It crawls….it creeps…it eats you alive!

Today marks the 57th anniversary of the classic American horror film The Blob.  For those unfamiliar with the movie, The Blob is about an alien who lands on planet Earth and immediately begins to consume everything in its path, increasing its size and power.  The alien has an amorphous and gelatinous shape, thus the title “The Blob.”  The movie is centered on two teenagers, played by Steve McQueen and Aneta Corsaut, who witness the destructive nature of the alien when it kills three people, and eventually destroys much of their small Pennsylvania town.  The wholesome teens try to warn the authorities about the alien, but their words are met with disbelief.  It isn’t until the local movie theater and a diner are consumed by The Blob that the townspeople and policemen see for themselves that the kids are telling the truth.  It is quickly discovered that The Blob recoils when met with cold air.  The policemen, the teens, and other adults attack The Blob with the CO2 found in fire extinguishers.  The Blob is finally subdued enough that the US Air Force is able to transport The Blob to the North Pole to keep it frozen.  The Blob ends with the title card “The End…?”

The Blob was released in 1958.  Since the initial release, critics, academics, and film buffs have analyzed the movie to be a thinly veiled, and well executed, metaphor for the looming threat of the rise of Communism, as well as condemnation of passive authority figures.  The Blob, which was purposefully designed as red, is seen literally consuming a small town in the United States.  It entered and destroyed a movie theater, which may have been meant to serve as a warning against Communist propaganda, while also providing one of the most iconic scenes in film history.  The fact that The Blob is only harmed when faced with cold temperatures is a metaphor for The Cold War, and when The Blob is contained in a frozen tundra, it is meant to be an optimistic look to the future when America would “win” The Cold War and Communism would stay in The Soviet Union.  The ambiguous denouement “The End…?”? An obvious message that moviegoers should heed the warning of the film and resist Communism.

So why are we talking about this now?
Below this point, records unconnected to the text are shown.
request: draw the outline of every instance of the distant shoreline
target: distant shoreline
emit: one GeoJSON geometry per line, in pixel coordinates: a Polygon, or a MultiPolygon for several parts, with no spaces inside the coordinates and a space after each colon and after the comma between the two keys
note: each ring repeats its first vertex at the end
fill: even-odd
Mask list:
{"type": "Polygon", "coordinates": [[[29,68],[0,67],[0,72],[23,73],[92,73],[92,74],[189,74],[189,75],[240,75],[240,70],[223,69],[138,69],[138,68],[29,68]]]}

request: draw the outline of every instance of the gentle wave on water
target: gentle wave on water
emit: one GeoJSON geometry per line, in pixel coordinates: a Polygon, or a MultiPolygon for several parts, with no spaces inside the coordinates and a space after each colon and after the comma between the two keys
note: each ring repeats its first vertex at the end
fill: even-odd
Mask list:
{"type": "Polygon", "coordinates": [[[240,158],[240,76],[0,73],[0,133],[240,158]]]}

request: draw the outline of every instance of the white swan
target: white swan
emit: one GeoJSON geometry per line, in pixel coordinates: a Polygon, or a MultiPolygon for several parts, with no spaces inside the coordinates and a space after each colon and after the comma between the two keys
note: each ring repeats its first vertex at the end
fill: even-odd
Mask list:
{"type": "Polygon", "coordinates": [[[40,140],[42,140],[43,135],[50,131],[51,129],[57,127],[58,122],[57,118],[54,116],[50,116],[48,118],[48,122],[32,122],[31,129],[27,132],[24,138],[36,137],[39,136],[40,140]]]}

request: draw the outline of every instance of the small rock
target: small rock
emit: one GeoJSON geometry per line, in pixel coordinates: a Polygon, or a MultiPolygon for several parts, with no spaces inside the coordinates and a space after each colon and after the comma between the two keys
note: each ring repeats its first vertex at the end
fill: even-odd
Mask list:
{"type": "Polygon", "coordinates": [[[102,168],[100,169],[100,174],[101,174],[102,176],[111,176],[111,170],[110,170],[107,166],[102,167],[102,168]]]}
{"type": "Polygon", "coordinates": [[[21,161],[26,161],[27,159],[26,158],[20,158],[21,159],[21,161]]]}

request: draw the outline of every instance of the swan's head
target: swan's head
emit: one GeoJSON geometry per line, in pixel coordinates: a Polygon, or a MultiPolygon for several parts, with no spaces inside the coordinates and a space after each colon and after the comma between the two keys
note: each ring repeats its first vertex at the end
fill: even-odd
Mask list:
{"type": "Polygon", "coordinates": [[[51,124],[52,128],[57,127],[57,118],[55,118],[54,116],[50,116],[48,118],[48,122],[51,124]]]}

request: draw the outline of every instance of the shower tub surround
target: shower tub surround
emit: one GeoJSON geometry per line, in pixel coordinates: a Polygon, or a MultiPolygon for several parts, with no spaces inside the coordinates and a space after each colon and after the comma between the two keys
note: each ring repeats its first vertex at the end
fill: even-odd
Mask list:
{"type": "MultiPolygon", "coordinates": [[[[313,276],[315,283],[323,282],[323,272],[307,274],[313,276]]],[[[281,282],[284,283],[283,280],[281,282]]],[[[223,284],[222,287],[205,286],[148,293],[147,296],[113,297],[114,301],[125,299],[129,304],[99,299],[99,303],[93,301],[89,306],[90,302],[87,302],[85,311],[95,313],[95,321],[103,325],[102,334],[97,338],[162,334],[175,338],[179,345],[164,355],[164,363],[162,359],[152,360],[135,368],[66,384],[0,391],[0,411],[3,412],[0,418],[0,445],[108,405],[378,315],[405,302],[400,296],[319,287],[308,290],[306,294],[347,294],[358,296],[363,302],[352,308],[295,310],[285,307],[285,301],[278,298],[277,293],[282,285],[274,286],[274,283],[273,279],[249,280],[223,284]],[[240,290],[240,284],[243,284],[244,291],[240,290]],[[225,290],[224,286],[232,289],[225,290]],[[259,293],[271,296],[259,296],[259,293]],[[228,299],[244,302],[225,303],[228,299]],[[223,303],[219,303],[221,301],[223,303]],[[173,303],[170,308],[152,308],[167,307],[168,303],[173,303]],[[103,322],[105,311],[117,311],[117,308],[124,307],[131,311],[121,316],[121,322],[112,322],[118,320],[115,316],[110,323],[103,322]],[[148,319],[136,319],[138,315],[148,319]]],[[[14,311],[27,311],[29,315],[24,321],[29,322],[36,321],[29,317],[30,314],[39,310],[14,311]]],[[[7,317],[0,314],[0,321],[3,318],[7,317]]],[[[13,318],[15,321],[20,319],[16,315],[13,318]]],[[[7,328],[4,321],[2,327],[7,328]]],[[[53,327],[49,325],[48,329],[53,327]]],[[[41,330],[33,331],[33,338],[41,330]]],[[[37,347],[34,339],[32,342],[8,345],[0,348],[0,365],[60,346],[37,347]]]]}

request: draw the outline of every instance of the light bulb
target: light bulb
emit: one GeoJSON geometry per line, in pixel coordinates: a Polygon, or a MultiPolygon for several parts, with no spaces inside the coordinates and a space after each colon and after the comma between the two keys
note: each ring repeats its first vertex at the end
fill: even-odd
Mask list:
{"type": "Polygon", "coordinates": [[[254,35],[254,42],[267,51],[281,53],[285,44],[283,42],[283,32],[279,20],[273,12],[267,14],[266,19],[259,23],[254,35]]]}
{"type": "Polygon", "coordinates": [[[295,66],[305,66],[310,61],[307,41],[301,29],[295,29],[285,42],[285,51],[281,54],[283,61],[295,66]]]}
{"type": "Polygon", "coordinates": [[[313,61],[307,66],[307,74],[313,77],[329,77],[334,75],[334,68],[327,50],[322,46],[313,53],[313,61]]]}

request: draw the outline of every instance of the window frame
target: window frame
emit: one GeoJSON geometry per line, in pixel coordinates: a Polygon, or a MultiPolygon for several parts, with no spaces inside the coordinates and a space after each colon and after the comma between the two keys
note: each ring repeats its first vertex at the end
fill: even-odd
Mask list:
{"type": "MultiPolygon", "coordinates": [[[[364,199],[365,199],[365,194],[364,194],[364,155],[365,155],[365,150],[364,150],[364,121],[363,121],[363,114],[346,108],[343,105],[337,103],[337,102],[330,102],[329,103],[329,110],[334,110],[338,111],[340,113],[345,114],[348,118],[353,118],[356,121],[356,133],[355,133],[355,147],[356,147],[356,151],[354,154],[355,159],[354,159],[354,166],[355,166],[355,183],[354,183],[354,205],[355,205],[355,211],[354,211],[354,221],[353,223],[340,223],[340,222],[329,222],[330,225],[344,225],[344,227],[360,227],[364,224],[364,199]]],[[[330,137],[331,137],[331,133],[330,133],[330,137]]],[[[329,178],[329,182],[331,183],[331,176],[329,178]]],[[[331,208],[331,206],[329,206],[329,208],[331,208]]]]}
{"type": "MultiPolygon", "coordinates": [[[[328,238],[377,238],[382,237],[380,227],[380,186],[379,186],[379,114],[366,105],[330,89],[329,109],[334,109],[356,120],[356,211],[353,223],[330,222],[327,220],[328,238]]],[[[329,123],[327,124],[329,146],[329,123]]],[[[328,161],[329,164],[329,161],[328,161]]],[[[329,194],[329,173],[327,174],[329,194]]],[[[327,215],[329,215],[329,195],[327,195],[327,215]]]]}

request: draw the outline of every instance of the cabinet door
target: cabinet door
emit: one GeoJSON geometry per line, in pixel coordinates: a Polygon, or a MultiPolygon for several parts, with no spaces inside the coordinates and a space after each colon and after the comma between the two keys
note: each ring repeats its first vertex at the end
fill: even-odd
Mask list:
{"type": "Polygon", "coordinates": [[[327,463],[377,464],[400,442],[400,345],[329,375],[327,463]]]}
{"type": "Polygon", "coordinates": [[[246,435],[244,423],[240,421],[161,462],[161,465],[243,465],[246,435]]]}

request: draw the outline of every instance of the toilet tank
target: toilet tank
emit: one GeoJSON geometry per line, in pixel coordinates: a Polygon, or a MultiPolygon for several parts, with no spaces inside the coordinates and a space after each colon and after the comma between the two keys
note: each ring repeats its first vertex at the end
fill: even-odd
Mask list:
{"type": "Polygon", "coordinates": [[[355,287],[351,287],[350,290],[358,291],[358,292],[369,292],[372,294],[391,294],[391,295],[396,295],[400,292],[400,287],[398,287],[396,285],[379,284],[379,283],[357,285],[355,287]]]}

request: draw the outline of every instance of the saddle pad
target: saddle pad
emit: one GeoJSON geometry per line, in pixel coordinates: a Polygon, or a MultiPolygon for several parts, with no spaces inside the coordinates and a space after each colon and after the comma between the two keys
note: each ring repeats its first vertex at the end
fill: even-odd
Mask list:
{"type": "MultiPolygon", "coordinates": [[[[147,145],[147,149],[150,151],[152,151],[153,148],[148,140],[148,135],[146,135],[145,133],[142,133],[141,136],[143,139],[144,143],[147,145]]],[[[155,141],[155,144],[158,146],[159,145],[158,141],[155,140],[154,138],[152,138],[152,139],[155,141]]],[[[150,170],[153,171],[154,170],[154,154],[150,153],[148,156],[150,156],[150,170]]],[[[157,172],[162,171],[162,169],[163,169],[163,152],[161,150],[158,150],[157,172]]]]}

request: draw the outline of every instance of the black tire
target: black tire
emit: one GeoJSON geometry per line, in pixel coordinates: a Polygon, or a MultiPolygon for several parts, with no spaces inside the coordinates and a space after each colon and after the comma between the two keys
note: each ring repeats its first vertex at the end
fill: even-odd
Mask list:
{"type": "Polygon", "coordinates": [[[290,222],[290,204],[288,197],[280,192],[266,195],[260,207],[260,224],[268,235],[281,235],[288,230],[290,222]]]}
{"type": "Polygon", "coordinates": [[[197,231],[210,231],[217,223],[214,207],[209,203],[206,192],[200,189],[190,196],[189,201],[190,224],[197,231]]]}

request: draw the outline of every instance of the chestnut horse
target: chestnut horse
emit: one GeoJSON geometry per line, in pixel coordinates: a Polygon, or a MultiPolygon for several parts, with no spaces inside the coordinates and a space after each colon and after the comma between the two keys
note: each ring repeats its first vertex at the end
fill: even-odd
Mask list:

The Cold War is long over and now The Blob can just serve as a fun relic of the culture’s past, right?  Maybe.  But if you take a critical look at The Blob, the propagandist message it has, and combine it with the present political and global climate, you may find that The Blob is still relevant.  If The Blob was produced this year, the alien wouldn’t signify Communism; the movie would instead be a reflection of the very real fear surrounding the threat of the rise and spread of terrorism, specifically militant Islamism.  Today, every news source regularly publishes multitudes of articles about terrorist groups, mostly ISIS, but the Taliban, Al-Qaeda, Hamas, Hezbollah, and Boko Haram still sometimes manage to make headlines.

Given the fact that our daily existence is bombarded with warnings and stories about “the other” and the imminent danger “the other” presents, it wouldn’t be too much of a leap to predict at least one imitation of The Blob in our lifetime.  It  surprises me that, with the exception of American Sniper, there haven’t seemed to be any blatantly propagandist American films about terrorism– this is especially intriguing since yesterday marked the 14th anniversary of the September 11th terrorist attack on The World Trade Center.  For those of us old enough to remember where we were, this horrific event serves as a sobering reminder that reality, and the terror that we inflict on our fellow humans, is much scarier than anything we see on the screen.

Just like how the threat of terrorism has been a part of our existence for most of our lives, particularly if you are of the “millenial” generation, the threat of Communism, the “Red Scare” as it was called, was a very real concern for the previous generations.  The Blob should, and does, occupy a space in our cultural memory and, indeed, serves as a relic of our nation’s past.  While we should view it with respect and empathy, we should also feel free to laugh at it.  After all, most of the film is unintentionally funny– Steve McQueen was a 27-year-old portraying a teenager.  But most importantly, we need to find humor in our circumstances, whatever they may be.  Laughter in the face of fear is an important form of empowerment.